Por Cristián Berríos (Chile)
Diecisiete minutos después de que se sentara en una dura butaca de la estación ferroviaria, Joakín Santis Figueroa tuvo la sensación de que era observado. No tardó en comprobarlo. Desde la hilera del frente, ubicada justo en el asiento que confrontaba al suyo, una mujer de unos veinte años le miraba con el ceño apretado y sin pestañear. De inmediato pensó que la joven le confundía con otro y siguió vigilando los andenes. Segundos más tarde, se dijo que quizás sus facciones, comunes y corrientes a juicio de su esposa, bastaron para traer a la memoria de la desconocida un sabor amargo.
Como Joakín vivía sin hacer daño a nadie, lamentó muchísimo que esa joven le detestara sin conocerle un ápice; más aún considerando que ella poseía una belleza irresistible, casi indómita. Pero este encanto superaba lo propio de la carne, pues había un poder extraño que se desprendía de ella. Era un farol en medio de la neblina. Por un momento imaginó que el océano había tomado la silueta de una mujer.

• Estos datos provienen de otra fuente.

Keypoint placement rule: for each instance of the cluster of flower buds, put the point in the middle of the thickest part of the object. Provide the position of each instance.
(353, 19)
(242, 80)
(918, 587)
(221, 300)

Lejos de perderse bajo las penumbras de la estación ferroviaria, la cabellera de la desconocida bruñía al igual que una madreselva de oro puro, como un telar incandescente de luciérnagas. Ocultos en el iris de sus ojos, dos dragones verde agua arrojaban un fuego paralizante. Vestía una blusa blanca algo venida a menos y unos pantalones descoloridos; llevaba una mochila azul y unas botas sucias.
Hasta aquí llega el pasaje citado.